第5話 バイカル湖

九月二十四日(火)

 バイカル湖湖畔の町、リストヴャンカを目指す。市場の近くで乗車した十時三十分発のミニバスは冷や汗をかくほど運転が荒かった。恐怖のあまり、車酔いする間もなかったくらいだ。

 湖畔のホテルに荷物を置き、散歩がてら、湖畔を数キロ散策しつつ博物館へ行った。生まれ育ちも大学も仕事も、水と縁のある自分だが、これまでの私にとって巨大な水塊はすべからく海でありその水は塩辛いものだった。硫化ジメチル臭磯のにおいがして、海藻が生えていて、波打ち際はしばしば泡立つ。私のそのアイデンティティは、いま、圧倒的な迫力で覆されようとしている。はるか一面、清らかな水と書いて清水せいすい、つまり淡水。磯臭さのまるでない、低粘度の澄んだ水が、ぴちゃんぴちゃんと軽やかに寄せるのどかな岸辺。桟橋が突き出し、はるか沖を船が走り、水平線がくっきりと見えるこの巨大な水たまりが、すべて淡水。実感できなかった私が岸辺で最初にやったのは、水をなめてみることだった。しょっぱくない。頼りない味わいとその巨大なスケールとのミスマッチ。

 結局、見ても、嗅いでも、舐めても、どうやっても納得がいかなかった。

 小一時間歩いて着いた博物館には水族館もあった。彼女はバイカルアザラシが見たいのだと言う。なにそれ? バイカルアザラシとは、世界で唯一、淡水域にのみ生息するアザラシらしい。はち切れそうな紡錘形の体に巨大な瞳が特徴だ。それが目の前を誘うように泳ぐ。私たち二人以外に見物客はいない。贅沢なひとときだった。

 私はオームリが見たかった。バイカル湖というのは世界でも古い湖の一つで、そこには独自の生態系がある。バイカル湖にのみ生息する生物、すなわち固有種がきわめて多いのだ。オームリもその一種である。魚らしい形の魚で、この燻製が絶品らしい。でも燻製の前に、まずは、なまを堪能したい。深く、澄んだバイカル湖を模しているのだろうか、青く塗られた水槽には仄かな明かりだけが灯っている。ときおり銀のうろこをきらりと光らせながらオームリは泳ぐ。その姿は美しくてちょっと寂しかった。

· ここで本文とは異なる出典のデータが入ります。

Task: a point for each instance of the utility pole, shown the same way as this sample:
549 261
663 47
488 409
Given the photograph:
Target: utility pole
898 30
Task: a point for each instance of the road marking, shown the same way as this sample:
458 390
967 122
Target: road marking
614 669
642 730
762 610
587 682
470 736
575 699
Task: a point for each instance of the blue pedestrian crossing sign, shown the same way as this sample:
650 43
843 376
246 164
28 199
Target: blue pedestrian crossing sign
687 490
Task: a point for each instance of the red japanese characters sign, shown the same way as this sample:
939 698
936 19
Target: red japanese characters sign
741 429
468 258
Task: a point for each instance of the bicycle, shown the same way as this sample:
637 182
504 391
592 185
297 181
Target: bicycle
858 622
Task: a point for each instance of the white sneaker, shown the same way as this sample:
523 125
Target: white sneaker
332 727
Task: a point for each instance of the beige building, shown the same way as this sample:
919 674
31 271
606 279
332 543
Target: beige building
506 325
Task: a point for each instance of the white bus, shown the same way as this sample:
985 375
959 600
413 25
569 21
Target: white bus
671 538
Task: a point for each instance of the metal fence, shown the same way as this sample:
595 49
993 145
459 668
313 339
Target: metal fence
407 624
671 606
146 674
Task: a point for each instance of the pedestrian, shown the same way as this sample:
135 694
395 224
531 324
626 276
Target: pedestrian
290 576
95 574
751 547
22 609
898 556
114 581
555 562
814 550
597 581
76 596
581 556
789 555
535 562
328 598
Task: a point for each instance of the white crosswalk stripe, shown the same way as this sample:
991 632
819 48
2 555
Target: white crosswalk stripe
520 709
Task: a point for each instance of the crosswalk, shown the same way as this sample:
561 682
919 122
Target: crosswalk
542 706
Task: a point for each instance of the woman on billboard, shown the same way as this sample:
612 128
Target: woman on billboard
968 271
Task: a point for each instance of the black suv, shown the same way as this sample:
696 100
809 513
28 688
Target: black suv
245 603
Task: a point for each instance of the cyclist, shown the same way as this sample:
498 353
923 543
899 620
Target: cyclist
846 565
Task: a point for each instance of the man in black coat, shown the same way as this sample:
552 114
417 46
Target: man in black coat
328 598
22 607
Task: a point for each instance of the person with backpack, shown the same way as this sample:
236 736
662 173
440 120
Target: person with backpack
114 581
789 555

 その日の夕食は湖畔のレストランに行った。オームリが食べたい私のリクエストである。案内されたレストランの二階にはまだほとんど客はおらず、窓から差し込む夕日が空のテーブルに並べられたカットグラスをきらめかせていた。念願の冷燻製オームリ(380ルーブル)はレモンとハーブバターが添えられたマリネ風で、ビールによく合った。ここのビール(150ルーブル)は500 mLだった。   

 夕食のあと、酔い覚ましに、しばらく暮れなずむ湖畔に坐っていた。暗くなるにつれ星が輝きを増し、波の打ち寄せる音がひときわ高くなり、隣では憧れのZさんが気だるげに――ひとりでワインを一本空けたので――湖を見つめている。天国の前借りだ、そう思った。


九月二十五日(水)

 昨日散策したのと反対方向に向かって歩いてみる。すると、オームリの燻製屋がいくらでもあるではないか。燻製屋といっても、民家の庭先に燻製を並べている感じだ。お土産に一枚買った。